The setting of Hearst College was mostly filmed on the campuses of San Diego State University, University of San Diego, and the University of California, San Diego. Assistant Location Manager Steven Lee said that the filming locations were chosen by the director and by production designer Alfred Sole. Sole reportedly "really liked the look and feel of the school", and San Diego State University invited the series with "open arms". Taping at the university led to financial and employment benefits for the university and its students. Alumni worked as crewmembers while students worked as actors; half of the third season extras were students from the university's film department.

Hearst College is first mentioned in the second season, when one of Veronica's fellow jurors recommends its generous scholarships and grant programs. ("One Angry Veronica") Later on in the season, Veronica and Wallace go to a "Get to Know Hearst" weekend. During her visit, Veronica discovers that there is a serial date rapist who shaves the heads of his victims. She manages to exonerate her ex-boyfriend Troy, but is not able to figure out who the rapist is. ("The Rapes of Graff") The third season begins with Veronica, Logan, Wallace, Mac, Dick, Piz and Parker as freshmen at Hearst College. Veronica is studying criminology, and is still living at home. Weevil is the maintenance worker at Hearst, and he forms a friendship with Dean Cyrus O'Dell. At the beginning of the semester, Parker is raped by the Hearst serial rapist. ("Welcome Wagon") Feeling guilty for not helping her, Veronica sets herself to catching the rapist. ("My Big Fat Greek Rush Week") Veronica discovers the identity of the rapist, a fellow student, and Dean O'Dell is found dead. ("Spit & Eggs")

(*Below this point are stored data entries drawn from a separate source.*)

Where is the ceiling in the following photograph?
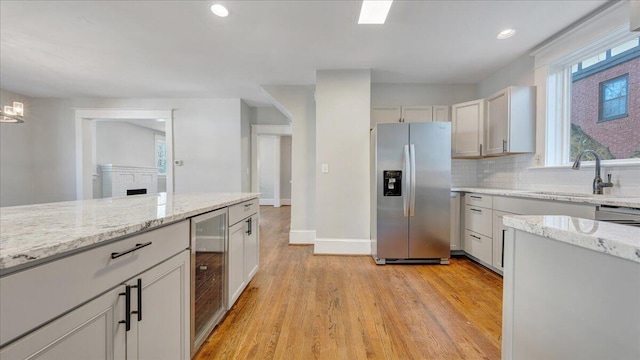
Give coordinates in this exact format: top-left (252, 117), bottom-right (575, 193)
top-left (0, 0), bottom-right (608, 106)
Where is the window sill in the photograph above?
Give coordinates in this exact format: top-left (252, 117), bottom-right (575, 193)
top-left (528, 159), bottom-right (640, 170)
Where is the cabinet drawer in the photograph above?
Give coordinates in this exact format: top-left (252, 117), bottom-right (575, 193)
top-left (465, 205), bottom-right (492, 237)
top-left (0, 221), bottom-right (189, 346)
top-left (464, 193), bottom-right (493, 208)
top-left (229, 199), bottom-right (259, 226)
top-left (464, 230), bottom-right (492, 265)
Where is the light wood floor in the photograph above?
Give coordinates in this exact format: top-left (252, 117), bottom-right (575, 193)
top-left (194, 206), bottom-right (503, 360)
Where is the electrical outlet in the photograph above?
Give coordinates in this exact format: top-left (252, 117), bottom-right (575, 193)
top-left (321, 164), bottom-right (329, 173)
top-left (534, 154), bottom-right (542, 166)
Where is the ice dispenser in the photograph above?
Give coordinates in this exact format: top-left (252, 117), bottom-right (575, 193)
top-left (383, 170), bottom-right (402, 196)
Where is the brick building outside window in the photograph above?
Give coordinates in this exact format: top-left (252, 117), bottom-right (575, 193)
top-left (570, 37), bottom-right (640, 161)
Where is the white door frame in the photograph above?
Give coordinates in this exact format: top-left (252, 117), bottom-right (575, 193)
top-left (74, 108), bottom-right (174, 200)
top-left (251, 124), bottom-right (292, 207)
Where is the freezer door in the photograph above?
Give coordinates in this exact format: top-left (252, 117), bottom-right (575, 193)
top-left (408, 122), bottom-right (451, 259)
top-left (375, 123), bottom-right (410, 259)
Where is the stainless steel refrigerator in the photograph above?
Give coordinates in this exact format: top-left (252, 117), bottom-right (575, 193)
top-left (371, 122), bottom-right (451, 265)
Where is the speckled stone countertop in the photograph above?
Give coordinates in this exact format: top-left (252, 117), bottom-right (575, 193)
top-left (452, 187), bottom-right (640, 208)
top-left (504, 215), bottom-right (640, 264)
top-left (0, 192), bottom-right (259, 272)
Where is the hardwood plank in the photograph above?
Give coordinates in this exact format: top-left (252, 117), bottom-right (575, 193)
top-left (194, 206), bottom-right (502, 359)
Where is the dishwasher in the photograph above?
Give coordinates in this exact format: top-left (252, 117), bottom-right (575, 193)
top-left (595, 205), bottom-right (640, 227)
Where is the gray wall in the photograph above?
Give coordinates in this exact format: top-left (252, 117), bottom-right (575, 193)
top-left (96, 121), bottom-right (163, 167)
top-left (241, 100), bottom-right (251, 192)
top-left (371, 83), bottom-right (478, 106)
top-left (0, 89), bottom-right (35, 206)
top-left (315, 69), bottom-right (371, 241)
top-left (258, 135), bottom-right (276, 200)
top-left (252, 106), bottom-right (290, 125)
top-left (280, 135), bottom-right (292, 201)
top-left (0, 93), bottom-right (246, 206)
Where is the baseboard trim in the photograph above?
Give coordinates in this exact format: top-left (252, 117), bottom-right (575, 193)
top-left (289, 230), bottom-right (316, 245)
top-left (314, 238), bottom-right (372, 255)
top-left (280, 199), bottom-right (291, 206)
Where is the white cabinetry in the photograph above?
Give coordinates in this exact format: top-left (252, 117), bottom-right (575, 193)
top-left (0, 222), bottom-right (190, 359)
top-left (450, 192), bottom-right (461, 252)
top-left (126, 251), bottom-right (190, 360)
top-left (452, 99), bottom-right (485, 157)
top-left (463, 193), bottom-right (493, 265)
top-left (0, 286), bottom-right (126, 360)
top-left (227, 200), bottom-right (259, 309)
top-left (462, 192), bottom-right (597, 274)
top-left (371, 105), bottom-right (450, 128)
top-left (485, 86), bottom-right (535, 156)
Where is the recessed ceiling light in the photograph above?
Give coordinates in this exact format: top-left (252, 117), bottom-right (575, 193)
top-left (211, 4), bottom-right (229, 17)
top-left (358, 0), bottom-right (393, 25)
top-left (497, 28), bottom-right (517, 40)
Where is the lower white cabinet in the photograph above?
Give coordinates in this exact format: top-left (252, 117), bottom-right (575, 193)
top-left (463, 230), bottom-right (493, 265)
top-left (492, 210), bottom-right (515, 272)
top-left (227, 201), bottom-right (260, 310)
top-left (0, 286), bottom-right (126, 360)
top-left (228, 220), bottom-right (248, 308)
top-left (127, 250), bottom-right (190, 360)
top-left (1, 251), bottom-right (190, 360)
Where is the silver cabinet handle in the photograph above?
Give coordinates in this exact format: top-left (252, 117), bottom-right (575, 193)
top-left (199, 265), bottom-right (208, 271)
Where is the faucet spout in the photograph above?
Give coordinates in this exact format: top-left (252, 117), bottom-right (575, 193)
top-left (572, 150), bottom-right (612, 194)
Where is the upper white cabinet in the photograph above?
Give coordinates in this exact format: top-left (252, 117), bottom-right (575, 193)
top-left (371, 105), bottom-right (450, 128)
top-left (485, 86), bottom-right (535, 156)
top-left (452, 99), bottom-right (485, 157)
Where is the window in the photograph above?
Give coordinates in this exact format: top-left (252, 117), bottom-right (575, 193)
top-left (599, 74), bottom-right (628, 122)
top-left (561, 35), bottom-right (640, 163)
top-left (155, 139), bottom-right (167, 174)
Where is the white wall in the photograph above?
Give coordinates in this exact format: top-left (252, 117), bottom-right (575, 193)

Hearst College is also mentioned in the TV Series Moonlight, also starring Jason Dohring, the actor who portrayed Logan Echolls.

Hearst College is mentioned again in Rob Thomas' show "iZombie"; season 2 episode 5 titled "Love & Basketball", when one of the murder suspects bet on a basketball game from Hearst College, where he went to school.

==Cuba==
In the episode "A Trip to the Dentist" what is supposed to be a location in Cuba (the country) is actually the El Prado area of Balboa Park, where most of the museums are concentrated.

==Strip clubs==
In a couple of early episodes, strip clubs are seen in stakeouts: the Body Shop and Les Girls, both located next to each other just off Rosecrans Blvd. in the Sports Arena/Midway district.

==Dog Beach/Boardwalk==
Dog Beach in Ocean Beach appears to have been the location for most of the beach scenes in Veronica Mars. Some other beach scenes were also filmed at La Jolla Shores beach. Some of the Neptune Boardwalk scenes in the first two seasons were shot at Belmont Park in Mission Beach—the Giant Dipper Rollercoaster is the giveaway.

==Other sightings==
The video store in "Meet John Smith" is Kensington Video on Adams Ave. in Kensington. Scolari's Office in North Park is Fitzpatrick's Bar. Winston's bar in Ocean Beach was used in "Welcome Wagon". Gorey's Market Liquor and parking lot on 36th and University (92104) were used on two scenes in S3 E15 "Papa's Cabin". The gym in "You Think You Know Somebody" is Stern's Gym on Granada Avenue in North Park. Other frequently used locales were Mission Hills, Ocean Beach, Sunset Cliffs, La Jolla, Torrey Pines Golf Course/The Lodge Hotel, Oceanside and Normal Heights, as well as Mission Bay.